Is there a mineralogical reason for low recovery? Are
there surface coatings on particles that are interfering
with flotation?” The scope of process mineralogy is
nicely illustrated in the books of William Petruk (Petruk,
2000), Claudia Gasparrini (1993), Meurig Jones (1987)
and the proceedings of meetings of the International
Congress of Applied Mineralogy and the Commission
on Applied Mineralogy of the International
Mineralogical Association (see, for example, Hagni,
1995).
Specialist process mineralogists are few in number
and tend to work in technical laboratories of major
mining houses, government research agencies (such as
CANMET in Canada and Mintek in South Africa), a few
universities (for example, at University of Missouri –
Rolla) and consultancies (for example, Amtel in London,
Ontario). Many of the applied mineralogists who have
shown the value of mineralogy in metallurgy are nearing
the end of their professional careers. Regrettably, few
mineralogists are being trained to take over their work.
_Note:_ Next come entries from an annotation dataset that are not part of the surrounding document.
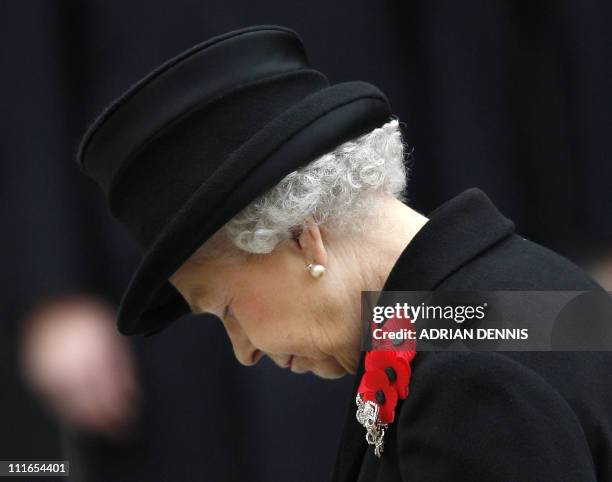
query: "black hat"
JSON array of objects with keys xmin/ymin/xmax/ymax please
[{"xmin": 78, "ymin": 25, "xmax": 391, "ymax": 335}]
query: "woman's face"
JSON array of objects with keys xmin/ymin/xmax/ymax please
[{"xmin": 170, "ymin": 225, "xmax": 361, "ymax": 378}]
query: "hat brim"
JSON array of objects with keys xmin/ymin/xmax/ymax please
[{"xmin": 117, "ymin": 82, "xmax": 391, "ymax": 335}]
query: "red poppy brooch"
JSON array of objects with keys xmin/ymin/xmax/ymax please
[{"xmin": 355, "ymin": 316, "xmax": 416, "ymax": 457}]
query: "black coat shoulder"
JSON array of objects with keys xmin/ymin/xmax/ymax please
[{"xmin": 394, "ymin": 352, "xmax": 611, "ymax": 482}]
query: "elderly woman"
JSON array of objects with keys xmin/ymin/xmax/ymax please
[{"xmin": 79, "ymin": 26, "xmax": 612, "ymax": 481}]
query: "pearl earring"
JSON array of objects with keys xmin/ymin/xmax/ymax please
[{"xmin": 306, "ymin": 263, "xmax": 325, "ymax": 278}]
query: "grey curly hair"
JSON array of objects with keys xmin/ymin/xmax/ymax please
[{"xmin": 194, "ymin": 119, "xmax": 410, "ymax": 260}]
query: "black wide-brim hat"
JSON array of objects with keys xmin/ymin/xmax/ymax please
[{"xmin": 78, "ymin": 25, "xmax": 391, "ymax": 335}]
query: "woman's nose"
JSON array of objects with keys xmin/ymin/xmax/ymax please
[{"xmin": 223, "ymin": 319, "xmax": 263, "ymax": 367}]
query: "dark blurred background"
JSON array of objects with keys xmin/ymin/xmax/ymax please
[{"xmin": 0, "ymin": 0, "xmax": 612, "ymax": 482}]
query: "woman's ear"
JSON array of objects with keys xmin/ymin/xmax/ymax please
[{"xmin": 295, "ymin": 219, "xmax": 327, "ymax": 267}]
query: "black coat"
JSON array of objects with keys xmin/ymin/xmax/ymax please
[{"xmin": 333, "ymin": 189, "xmax": 612, "ymax": 482}]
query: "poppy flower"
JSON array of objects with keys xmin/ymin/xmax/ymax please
[
  {"xmin": 358, "ymin": 368, "xmax": 397, "ymax": 423},
  {"xmin": 371, "ymin": 317, "xmax": 417, "ymax": 352},
  {"xmin": 365, "ymin": 351, "xmax": 414, "ymax": 400}
]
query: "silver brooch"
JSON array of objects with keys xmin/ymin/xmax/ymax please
[{"xmin": 355, "ymin": 393, "xmax": 388, "ymax": 458}]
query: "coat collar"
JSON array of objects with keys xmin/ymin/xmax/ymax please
[{"xmin": 333, "ymin": 188, "xmax": 515, "ymax": 482}]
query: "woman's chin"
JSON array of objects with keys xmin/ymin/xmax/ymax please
[{"xmin": 291, "ymin": 360, "xmax": 348, "ymax": 380}]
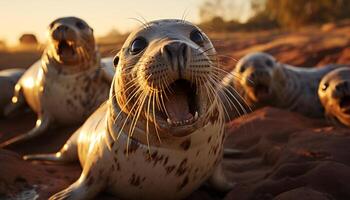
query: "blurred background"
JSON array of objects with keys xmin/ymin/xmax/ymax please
[{"xmin": 0, "ymin": 0, "xmax": 350, "ymax": 69}]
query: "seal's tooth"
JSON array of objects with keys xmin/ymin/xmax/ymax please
[
  {"xmin": 166, "ymin": 118, "xmax": 173, "ymax": 125},
  {"xmin": 194, "ymin": 111, "xmax": 198, "ymax": 120}
]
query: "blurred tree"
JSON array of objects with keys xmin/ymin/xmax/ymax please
[
  {"xmin": 19, "ymin": 33, "xmax": 38, "ymax": 45},
  {"xmin": 262, "ymin": 0, "xmax": 350, "ymax": 28},
  {"xmin": 199, "ymin": 0, "xmax": 225, "ymax": 22}
]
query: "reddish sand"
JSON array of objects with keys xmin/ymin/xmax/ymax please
[{"xmin": 0, "ymin": 19, "xmax": 350, "ymax": 200}]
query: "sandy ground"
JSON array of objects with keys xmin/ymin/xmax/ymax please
[{"xmin": 0, "ymin": 22, "xmax": 350, "ymax": 200}]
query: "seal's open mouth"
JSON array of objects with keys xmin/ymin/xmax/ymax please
[
  {"xmin": 339, "ymin": 95, "xmax": 350, "ymax": 114},
  {"xmin": 161, "ymin": 79, "xmax": 199, "ymax": 127},
  {"xmin": 57, "ymin": 40, "xmax": 75, "ymax": 56}
]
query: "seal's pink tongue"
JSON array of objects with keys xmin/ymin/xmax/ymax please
[{"xmin": 164, "ymin": 88, "xmax": 193, "ymax": 121}]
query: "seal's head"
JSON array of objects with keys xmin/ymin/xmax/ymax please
[
  {"xmin": 318, "ymin": 67, "xmax": 350, "ymax": 126},
  {"xmin": 233, "ymin": 52, "xmax": 277, "ymax": 104},
  {"xmin": 114, "ymin": 20, "xmax": 223, "ymax": 137},
  {"xmin": 47, "ymin": 17, "xmax": 96, "ymax": 69}
]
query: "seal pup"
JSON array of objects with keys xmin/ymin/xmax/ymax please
[
  {"xmin": 0, "ymin": 68, "xmax": 25, "ymax": 117},
  {"xmin": 318, "ymin": 65, "xmax": 350, "ymax": 126},
  {"xmin": 223, "ymin": 52, "xmax": 342, "ymax": 117},
  {"xmin": 24, "ymin": 20, "xmax": 233, "ymax": 200},
  {"xmin": 0, "ymin": 17, "xmax": 113, "ymax": 147}
]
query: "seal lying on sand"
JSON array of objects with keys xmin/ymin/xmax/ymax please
[
  {"xmin": 24, "ymin": 20, "xmax": 233, "ymax": 199},
  {"xmin": 0, "ymin": 68, "xmax": 25, "ymax": 117},
  {"xmin": 318, "ymin": 66, "xmax": 350, "ymax": 126},
  {"xmin": 223, "ymin": 52, "xmax": 342, "ymax": 120},
  {"xmin": 1, "ymin": 17, "xmax": 113, "ymax": 146}
]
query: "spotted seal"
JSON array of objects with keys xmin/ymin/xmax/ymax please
[
  {"xmin": 24, "ymin": 20, "xmax": 233, "ymax": 199},
  {"xmin": 1, "ymin": 17, "xmax": 114, "ymax": 146},
  {"xmin": 318, "ymin": 65, "xmax": 350, "ymax": 126},
  {"xmin": 0, "ymin": 68, "xmax": 25, "ymax": 116},
  {"xmin": 223, "ymin": 52, "xmax": 342, "ymax": 117}
]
The increasing complexity and lower grades of many
ores being processed today put further demands on
those responsible for the design and operation of
metallurgical plants. This will be evident from the
following description of problems encountered in the
processing of refractory gold ores (ores that show low Au
recovery after cyanide leaching) and their resolution
through application of mineralogical studies. This
illustration draws on case studies being prepared for the
course and, ultimately, on the work of one us (Vaughan,
1997; Vaughan and Corrans, 1997; Vaughan and Kyin,
2002).
The problem with processing of gold ores is that
often much of the gold is not present in the ores as the
familiar native metal, but rather may be present as gold
tellurides, antimony and bismuth compounds, or
“invisible” gold (gold in solid solution within sulphide
crystal lattices). Only native gold is easily soluble in
alkaline cyanide solution (the usual way of extracting
gold); for the other gold minerals more complicated
pre-treatment is required (e.g. roasting or bacterial
oxidation). It is sometimes very difficult for metallurgical
test work to determine which of these types of gold are
present in ores and the relative proportions of each type.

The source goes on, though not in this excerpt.